Inequality in Australia: A Young Person’s Perspective
Prepared by Youth Action and Western Sydney Regional Information and Research Service (WESTIR)
About Youth Action
Youth Action is the peak organisation representing young people and youth services in NSW. Our work helps build the capacity of young people, youth workers and youth services, and we advocate for positive change on issues affecting these groups.
It is the role of Youth Action to:
• Respond to social and political agendas relating to young people and the youth service sector.
• Provide proactive leadership and advocacy to shape the agenda on issues affecting young people and youth services.
• Collaborate on issues that affect young people and youth workers.
• Promote a positive profile in the media and the community of young people and youth services.
• Build capacity for young people to speak out and take action on issues that affect them.
• Enhance the capacity of the youth services sector to provide high quality services.
• Ensure Youth Action’s organisational development, efficiency, effectiveness and good
The conclusion of the research emphasises housing as the area of most entrenched inequality, which chimes with the concerns expressed by a group of young people I was chatting with in the North-West of England a few months ago – hardly robust evidence, I know but not without significance!

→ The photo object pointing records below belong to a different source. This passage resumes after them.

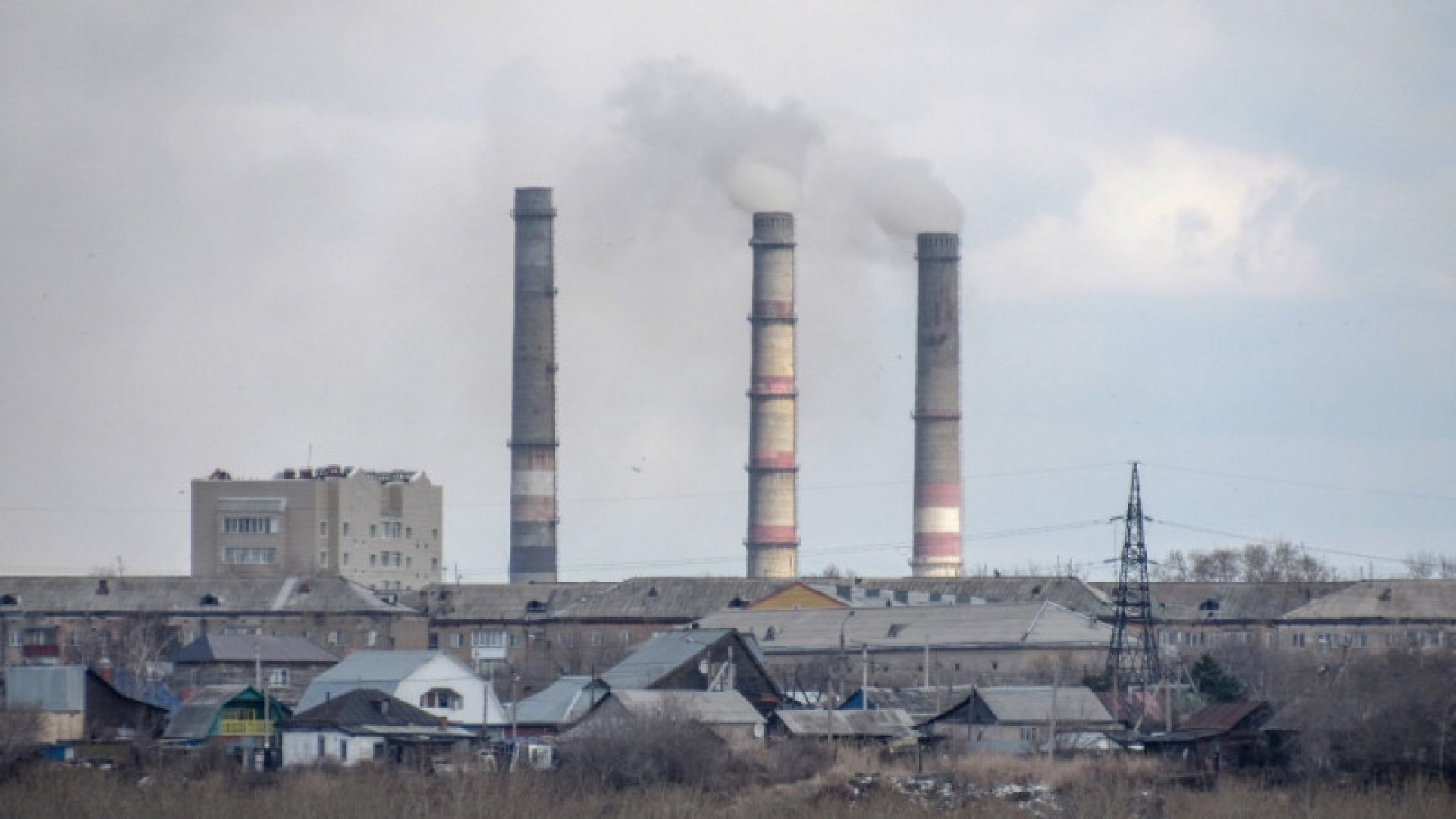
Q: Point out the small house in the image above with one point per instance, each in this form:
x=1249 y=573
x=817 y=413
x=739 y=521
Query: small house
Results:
x=431 y=681
x=1019 y=719
x=367 y=726
x=726 y=713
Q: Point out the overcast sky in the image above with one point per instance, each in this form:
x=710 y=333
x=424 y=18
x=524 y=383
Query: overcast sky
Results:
x=1212 y=237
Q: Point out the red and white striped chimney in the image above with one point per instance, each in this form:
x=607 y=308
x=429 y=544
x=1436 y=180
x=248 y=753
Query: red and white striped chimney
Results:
x=533 y=391
x=774 y=538
x=937 y=550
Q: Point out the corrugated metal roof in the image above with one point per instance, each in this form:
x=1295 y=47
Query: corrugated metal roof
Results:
x=864 y=723
x=1037 y=704
x=372 y=670
x=721 y=707
x=506 y=601
x=175 y=595
x=46 y=689
x=196 y=717
x=1220 y=717
x=661 y=656
x=1383 y=599
x=808 y=630
x=1213 y=602
x=1069 y=592
x=673 y=599
x=560 y=703
x=359 y=708
x=918 y=701
x=245 y=648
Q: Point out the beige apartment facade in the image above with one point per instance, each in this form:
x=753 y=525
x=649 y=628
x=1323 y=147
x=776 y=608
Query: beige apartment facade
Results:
x=381 y=529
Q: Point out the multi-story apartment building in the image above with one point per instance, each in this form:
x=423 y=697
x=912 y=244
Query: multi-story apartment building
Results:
x=379 y=529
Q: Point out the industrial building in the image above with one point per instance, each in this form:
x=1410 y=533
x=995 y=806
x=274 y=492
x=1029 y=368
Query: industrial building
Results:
x=379 y=529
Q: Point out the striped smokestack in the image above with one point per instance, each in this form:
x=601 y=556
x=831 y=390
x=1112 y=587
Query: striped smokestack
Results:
x=533 y=392
x=774 y=538
x=938 y=409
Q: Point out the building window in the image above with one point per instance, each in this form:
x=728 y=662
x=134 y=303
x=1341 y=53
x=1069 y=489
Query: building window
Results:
x=494 y=639
x=249 y=525
x=440 y=698
x=249 y=556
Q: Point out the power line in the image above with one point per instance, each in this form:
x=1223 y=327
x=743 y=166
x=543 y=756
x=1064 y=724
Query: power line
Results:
x=1308 y=484
x=1253 y=539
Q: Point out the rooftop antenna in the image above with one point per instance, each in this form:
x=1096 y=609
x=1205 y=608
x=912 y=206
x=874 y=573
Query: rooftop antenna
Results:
x=1131 y=659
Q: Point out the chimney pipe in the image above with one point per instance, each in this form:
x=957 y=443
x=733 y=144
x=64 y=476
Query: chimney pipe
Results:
x=533 y=392
x=937 y=550
x=774 y=541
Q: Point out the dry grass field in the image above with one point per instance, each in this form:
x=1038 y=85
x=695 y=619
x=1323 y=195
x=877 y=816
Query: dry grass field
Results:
x=852 y=784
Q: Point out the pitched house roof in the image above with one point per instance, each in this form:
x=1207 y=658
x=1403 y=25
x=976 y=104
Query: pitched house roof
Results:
x=667 y=653
x=710 y=707
x=373 y=670
x=188 y=595
x=1043 y=703
x=919 y=701
x=1222 y=602
x=878 y=723
x=669 y=599
x=504 y=602
x=363 y=708
x=1383 y=601
x=197 y=716
x=246 y=648
x=560 y=703
x=1223 y=717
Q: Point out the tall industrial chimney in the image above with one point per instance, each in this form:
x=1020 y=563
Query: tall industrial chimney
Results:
x=533 y=392
x=938 y=409
x=774 y=537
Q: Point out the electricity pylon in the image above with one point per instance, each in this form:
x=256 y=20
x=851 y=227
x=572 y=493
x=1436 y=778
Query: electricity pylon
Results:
x=1131 y=659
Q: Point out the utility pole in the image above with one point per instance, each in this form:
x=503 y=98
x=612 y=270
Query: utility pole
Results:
x=1131 y=659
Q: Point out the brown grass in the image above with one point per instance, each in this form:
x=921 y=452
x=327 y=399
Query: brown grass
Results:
x=1084 y=787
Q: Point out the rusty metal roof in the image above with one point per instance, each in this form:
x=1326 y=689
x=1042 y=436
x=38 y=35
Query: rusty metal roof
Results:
x=1220 y=717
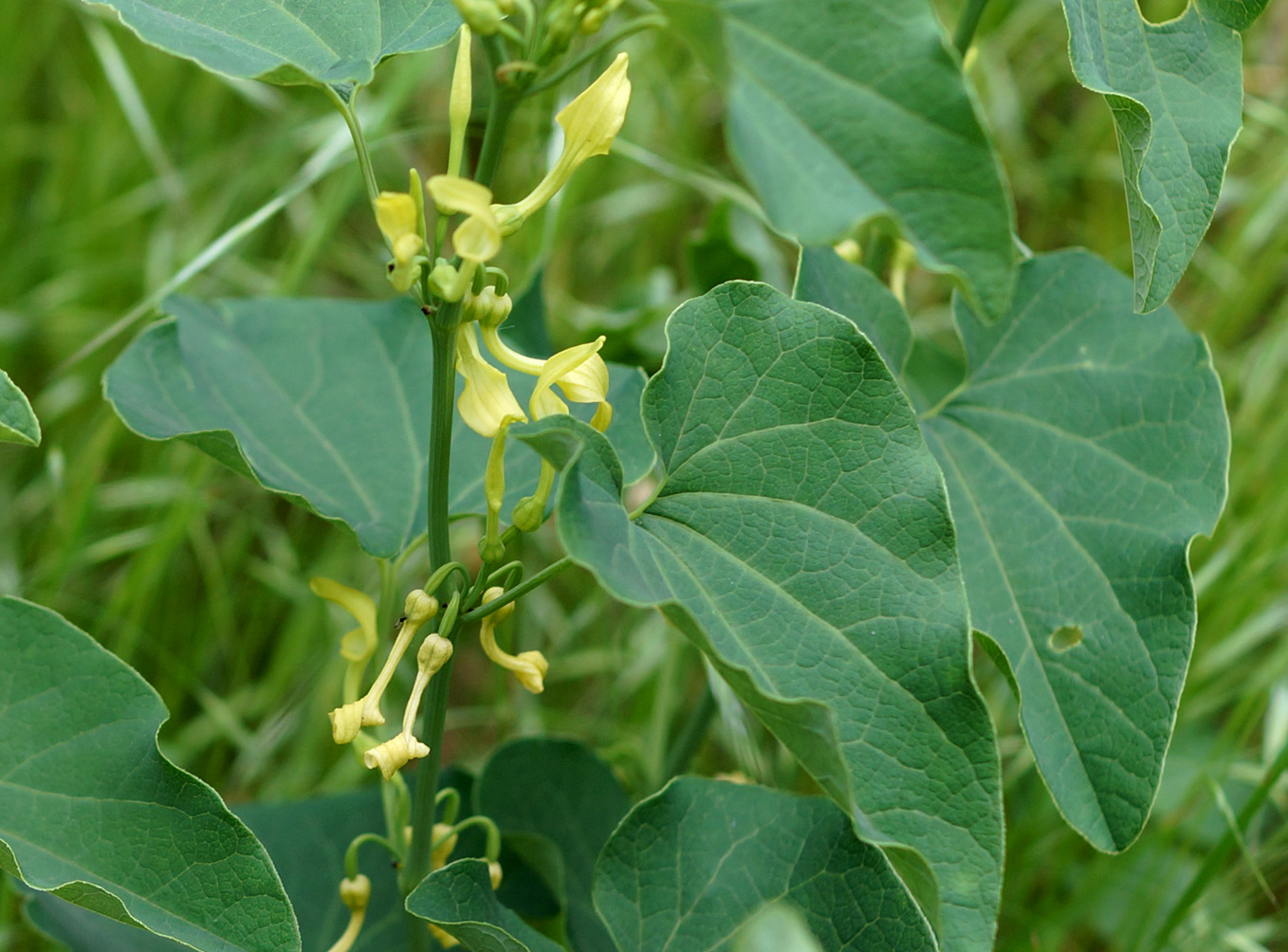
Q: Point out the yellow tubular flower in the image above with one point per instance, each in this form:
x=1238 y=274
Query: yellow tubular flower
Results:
x=529 y=668
x=351 y=718
x=569 y=366
x=582 y=375
x=488 y=402
x=359 y=644
x=356 y=894
x=478 y=237
x=443 y=841
x=393 y=754
x=396 y=215
x=590 y=122
x=460 y=102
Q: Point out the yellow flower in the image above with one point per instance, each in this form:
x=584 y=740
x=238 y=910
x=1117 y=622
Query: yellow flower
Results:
x=396 y=215
x=589 y=122
x=579 y=371
x=478 y=237
x=395 y=754
x=351 y=718
x=486 y=403
x=529 y=668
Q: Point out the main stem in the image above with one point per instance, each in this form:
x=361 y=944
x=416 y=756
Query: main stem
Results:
x=967 y=25
x=443 y=394
x=443 y=391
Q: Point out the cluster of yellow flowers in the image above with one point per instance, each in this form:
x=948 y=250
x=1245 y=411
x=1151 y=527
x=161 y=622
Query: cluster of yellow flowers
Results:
x=488 y=403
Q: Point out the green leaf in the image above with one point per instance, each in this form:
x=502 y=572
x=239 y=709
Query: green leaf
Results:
x=1083 y=451
x=801 y=539
x=324 y=402
x=459 y=899
x=90 y=811
x=1176 y=94
x=777 y=927
x=324 y=42
x=306 y=840
x=561 y=791
x=690 y=865
x=834 y=126
x=18 y=423
x=855 y=291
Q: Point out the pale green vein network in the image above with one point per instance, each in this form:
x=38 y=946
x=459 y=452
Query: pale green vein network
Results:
x=1083 y=451
x=1176 y=94
x=18 y=421
x=331 y=42
x=92 y=811
x=813 y=558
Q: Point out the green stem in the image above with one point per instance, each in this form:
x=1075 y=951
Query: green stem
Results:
x=637 y=26
x=518 y=592
x=493 y=137
x=442 y=405
x=691 y=733
x=359 y=140
x=967 y=25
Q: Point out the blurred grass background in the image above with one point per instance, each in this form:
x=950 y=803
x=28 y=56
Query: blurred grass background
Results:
x=120 y=168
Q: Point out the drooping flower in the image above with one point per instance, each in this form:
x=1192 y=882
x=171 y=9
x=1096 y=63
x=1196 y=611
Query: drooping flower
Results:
x=529 y=668
x=590 y=122
x=486 y=403
x=396 y=216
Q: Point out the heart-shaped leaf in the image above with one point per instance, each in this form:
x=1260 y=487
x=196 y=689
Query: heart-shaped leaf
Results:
x=326 y=402
x=1176 y=94
x=306 y=840
x=848 y=289
x=1085 y=449
x=90 y=811
x=800 y=536
x=326 y=42
x=840 y=111
x=691 y=865
x=561 y=791
x=460 y=901
x=18 y=421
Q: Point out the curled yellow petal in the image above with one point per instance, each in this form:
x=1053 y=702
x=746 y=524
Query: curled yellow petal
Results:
x=529 y=668
x=395 y=754
x=488 y=402
x=396 y=215
x=455 y=193
x=586 y=383
x=565 y=362
x=593 y=120
x=590 y=124
x=356 y=603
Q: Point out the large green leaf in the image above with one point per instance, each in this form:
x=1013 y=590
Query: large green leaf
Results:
x=460 y=901
x=801 y=538
x=1085 y=449
x=328 y=42
x=693 y=863
x=840 y=111
x=327 y=403
x=89 y=809
x=561 y=791
x=824 y=277
x=306 y=840
x=1176 y=94
x=777 y=927
x=18 y=421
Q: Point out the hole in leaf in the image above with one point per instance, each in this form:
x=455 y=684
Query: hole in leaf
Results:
x=1162 y=10
x=1065 y=638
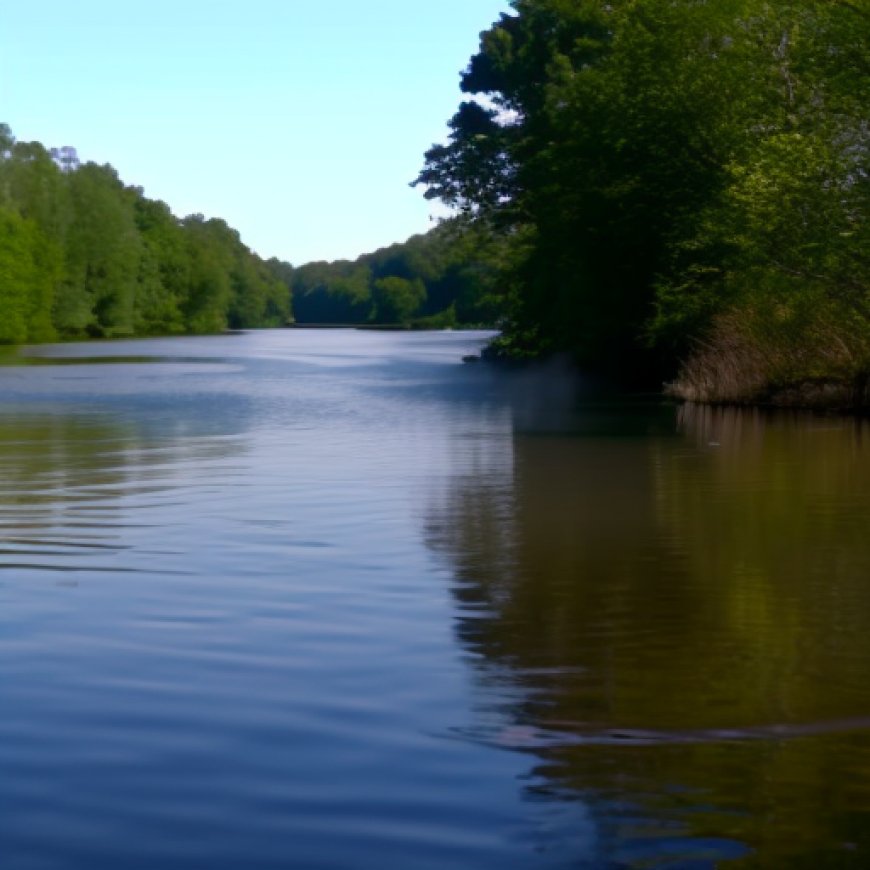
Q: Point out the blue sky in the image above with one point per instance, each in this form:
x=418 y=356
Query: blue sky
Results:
x=300 y=122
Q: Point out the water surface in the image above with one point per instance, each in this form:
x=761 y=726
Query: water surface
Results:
x=333 y=599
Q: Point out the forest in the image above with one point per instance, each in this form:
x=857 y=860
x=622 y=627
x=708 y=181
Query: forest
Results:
x=82 y=255
x=450 y=276
x=664 y=190
x=685 y=186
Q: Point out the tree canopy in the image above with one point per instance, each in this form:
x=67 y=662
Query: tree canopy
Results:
x=673 y=175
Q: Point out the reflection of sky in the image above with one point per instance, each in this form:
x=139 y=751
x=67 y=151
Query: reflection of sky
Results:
x=217 y=620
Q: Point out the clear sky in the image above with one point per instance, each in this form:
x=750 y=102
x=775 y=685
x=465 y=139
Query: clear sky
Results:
x=300 y=122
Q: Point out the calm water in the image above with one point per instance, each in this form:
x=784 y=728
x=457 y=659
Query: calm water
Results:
x=332 y=599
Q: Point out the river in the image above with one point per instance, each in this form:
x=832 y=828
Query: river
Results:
x=334 y=599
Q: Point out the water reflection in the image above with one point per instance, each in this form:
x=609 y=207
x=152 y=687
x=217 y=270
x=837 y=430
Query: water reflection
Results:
x=676 y=626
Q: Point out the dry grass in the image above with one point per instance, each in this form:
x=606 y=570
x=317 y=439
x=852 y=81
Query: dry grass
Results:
x=749 y=359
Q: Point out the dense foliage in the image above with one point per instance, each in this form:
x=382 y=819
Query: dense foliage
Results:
x=83 y=255
x=445 y=277
x=679 y=180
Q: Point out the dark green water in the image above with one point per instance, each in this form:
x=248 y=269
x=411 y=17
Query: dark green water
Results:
x=329 y=599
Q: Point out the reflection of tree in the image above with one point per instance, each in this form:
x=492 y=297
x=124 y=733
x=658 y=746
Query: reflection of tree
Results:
x=681 y=586
x=71 y=485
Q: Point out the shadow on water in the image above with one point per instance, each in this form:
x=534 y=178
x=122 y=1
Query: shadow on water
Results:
x=668 y=609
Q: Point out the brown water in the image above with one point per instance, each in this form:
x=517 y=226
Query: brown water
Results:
x=334 y=599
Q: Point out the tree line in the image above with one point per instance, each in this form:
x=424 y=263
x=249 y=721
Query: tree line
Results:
x=685 y=187
x=447 y=277
x=84 y=255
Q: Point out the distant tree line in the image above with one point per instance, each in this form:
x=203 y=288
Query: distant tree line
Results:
x=449 y=276
x=682 y=182
x=83 y=255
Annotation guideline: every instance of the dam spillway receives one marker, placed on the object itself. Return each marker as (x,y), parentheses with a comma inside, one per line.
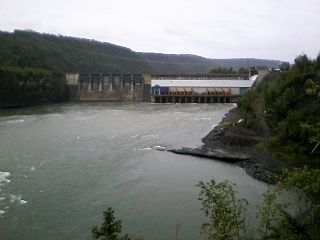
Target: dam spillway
(219,88)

Equitable access to education, housing and employment was regarded as essential for leading a full and healthy life. Interestingly, of the three topics, housing was seen as the area with the most entrenched inequality, with no respondents citing that affordability or inequality was not an issue or calling for policy actions that might increase inequality. In the topics of education and employment, some young people argued for further privatisation and deregulation – policy approaches that arguably would increase existing inequalities. However, housing was viewed by all respondents as a fundamental right. Young people were worried about the future, seeing education as a pathway to gain the qualifications needed for a fulfilling, well-paying job, which would allow them to afford rent and maybe buy a house in the future. However, buying a house was a distant and perhaps impossible dream rather than something they could plan. The responses provided by young people to the three topics discussed here, education, employment, and housing, reveal a politically and socially engaged cohort who are concerned about equality, and who want to see a better future both for themselves and for generations to come.